Abs (λ₅₁₇) = 0.022 × [DPPH^·] + 0.0145

The scavenging capability of tested compounds was calculated using the following equation:

DPPH^· scavenging activity (%) = 1 − λ_517-S/λ_517-C

λ_517-C is absorbance of a control with no radical scavenger and λ_517-S is absorbance of the remaining DPPH^· in the presence of scavenger.

3.3.2. ABTS Assay

The ABTS^·+ radical were performed by reacting ABTS (1.1 mg/mL) and potassium persulfate (K2S2O8, 0.68 mg/mL), and then storing in the dark for 6 h at room temperature [14,19]. Then ABTS^·+ (50 μL) was added to 200 μL samples of different concentrations (3.1–100 μg/mL). These solutions were gently mixed and incubated in dark for 30 min at room temperature. Then absorbances of the resulting solutions were measured at 734 nm. Different concentrations of ABTS^·+ methanol solutions (55–220 μg/mL) were used to prepare the standard curve.
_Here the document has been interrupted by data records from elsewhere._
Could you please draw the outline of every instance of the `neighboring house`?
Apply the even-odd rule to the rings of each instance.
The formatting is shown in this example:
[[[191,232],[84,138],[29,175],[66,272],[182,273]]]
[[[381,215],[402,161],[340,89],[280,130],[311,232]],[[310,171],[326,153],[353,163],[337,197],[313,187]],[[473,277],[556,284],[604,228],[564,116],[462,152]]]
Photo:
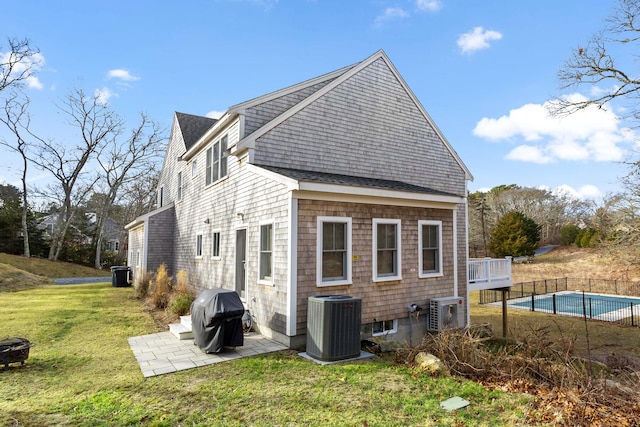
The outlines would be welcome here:
[[[74,239],[78,243],[88,245],[93,239],[91,234],[95,231],[96,214],[93,212],[89,212],[84,216],[84,218],[86,221],[86,223],[84,224],[84,232],[74,224],[71,224],[69,226],[69,229],[72,239]],[[38,229],[43,231],[43,236],[46,239],[50,239],[53,235],[53,230],[57,226],[58,219],[59,214],[53,213],[44,216],[38,223],[37,227]],[[122,227],[111,218],[107,218],[107,221],[104,225],[104,235],[102,237],[105,250],[108,252],[118,252],[121,249],[122,236],[125,233],[126,231],[124,227]]]
[[[235,289],[290,347],[318,295],[361,297],[363,337],[422,334],[412,304],[460,296],[468,316],[471,179],[379,51],[218,120],[176,113],[159,208],[126,227],[129,265]]]

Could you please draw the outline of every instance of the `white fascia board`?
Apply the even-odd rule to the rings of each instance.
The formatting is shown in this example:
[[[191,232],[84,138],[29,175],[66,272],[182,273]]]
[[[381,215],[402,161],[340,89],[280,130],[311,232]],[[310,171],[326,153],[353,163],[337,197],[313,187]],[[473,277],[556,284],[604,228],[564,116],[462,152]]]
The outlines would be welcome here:
[[[422,193],[407,192],[372,192],[372,194],[358,194],[362,192],[317,192],[294,191],[293,197],[304,200],[321,200],[327,202],[364,203],[371,205],[404,206],[416,208],[455,209],[461,198],[452,197],[450,200],[442,197]],[[455,201],[454,201],[455,200]]]
[[[215,122],[213,126],[207,130],[196,142],[182,155],[182,160],[190,160],[195,156],[203,147],[205,147],[212,139],[219,134],[224,133],[227,128],[238,120],[237,114],[224,113],[220,119]]]
[[[127,231],[131,231],[135,228],[140,227],[141,225],[144,224],[144,220],[142,219],[142,217],[138,217],[136,219],[134,219],[133,221],[131,221],[129,224],[124,226],[124,229]]]
[[[271,181],[275,181],[279,184],[283,184],[284,186],[287,187],[288,190],[300,189],[300,182],[296,181],[293,178],[280,175],[279,173],[271,172],[270,170],[266,170],[259,166],[252,165],[251,163],[247,163],[245,167],[249,172],[253,172],[256,175],[260,175],[264,178],[270,179]]]

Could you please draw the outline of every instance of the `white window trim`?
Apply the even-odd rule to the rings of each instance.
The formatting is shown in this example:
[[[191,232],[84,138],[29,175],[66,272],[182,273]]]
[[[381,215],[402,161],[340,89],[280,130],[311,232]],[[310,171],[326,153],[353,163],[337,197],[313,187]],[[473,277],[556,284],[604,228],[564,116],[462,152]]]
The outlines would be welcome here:
[[[191,162],[191,178],[195,178],[198,176],[198,160],[193,159]]]
[[[158,190],[158,207],[164,207],[164,185],[160,186],[160,189]]]
[[[204,173],[204,184],[205,184],[205,188],[211,187],[215,184],[217,184],[218,182],[224,180],[227,178],[227,176],[229,175],[229,165],[225,164],[225,173],[224,175],[222,175],[222,162],[227,162],[228,160],[228,156],[225,154],[226,149],[222,149],[222,142],[226,143],[226,147],[229,147],[229,137],[227,134],[223,135],[221,138],[215,140],[212,144],[210,144],[205,150],[204,150],[204,157],[205,157],[205,162],[204,162],[204,169],[205,169],[205,173]],[[217,179],[213,179],[213,167],[214,167],[214,163],[213,163],[213,159],[215,157],[215,152],[214,152],[214,148],[216,148],[216,145],[218,146],[217,151],[219,152],[219,161],[217,163],[217,173],[218,173],[218,178]],[[211,156],[209,157],[209,153],[211,153]],[[207,165],[211,165],[211,182],[207,184]]]
[[[262,240],[262,226],[271,224],[272,233],[271,233],[271,278],[268,280],[260,278],[260,269],[262,267],[261,260],[261,250],[260,250],[260,241]],[[276,246],[276,226],[275,221],[273,219],[268,219],[264,221],[260,221],[258,223],[258,284],[274,286],[275,282],[273,280],[273,276],[275,275],[275,246]]]
[[[382,320],[381,322],[384,325],[385,320]],[[382,337],[385,335],[395,334],[397,332],[398,332],[398,319],[393,319],[393,329],[387,329],[382,332],[373,332],[373,329],[372,329],[371,336]]]
[[[389,219],[389,218],[373,218],[372,221],[372,252],[373,252],[373,263],[372,263],[372,273],[373,273],[373,281],[374,282],[389,282],[392,280],[402,280],[402,221],[399,219]],[[381,276],[378,277],[378,225],[379,224],[394,224],[396,226],[396,251],[398,253],[398,265],[397,265],[397,274],[395,276]]]
[[[200,238],[200,255],[198,255],[198,238]],[[204,237],[202,233],[196,233],[196,247],[195,247],[195,251],[194,251],[195,257],[196,259],[202,259],[202,256],[204,254]]]
[[[422,226],[423,225],[435,225],[438,227],[438,268],[439,271],[433,273],[425,273],[422,268]],[[444,276],[442,268],[442,221],[418,221],[418,277],[421,279],[428,277],[442,277]]]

The ABTS^·+ concentration (μg/mL) in the reaction medium was calculated from the following calibration curve, determined by linear regression (r²: 0.9985):

Abs (λ₇₃₄) = 0.0118 × [ABTS^·+] + 0.109

The scavenging capability of tested compounds was calculated using the following equation:

ABTS^·+ scavenging activity (%) = 1 − λ_734-S/λ_734-C

where λ_734-C is absorbance of a control with no radical scavenger and λ_734-S is absorbance of the remaining ABTS^·+ in the presence of scavenger.

4. Conclusions

The bioactive constituents of Danshen Injection (lyophilized powder) were chemically studied and a new pair of isomers was isolated. Most of their spectral data were the same or similar to each other, except for the specific rotation and circular dichroism spectra. In our study, their radical scavenging capacities were measured by DPPH and ABTS assays. According to the results, both stereoisomers possessed potential antioxidant activity and that of compound 1 was closer to that of the control salvianolic acid B. Also it is interesting to find that the stereo structures do have effects on the antioxidant activities.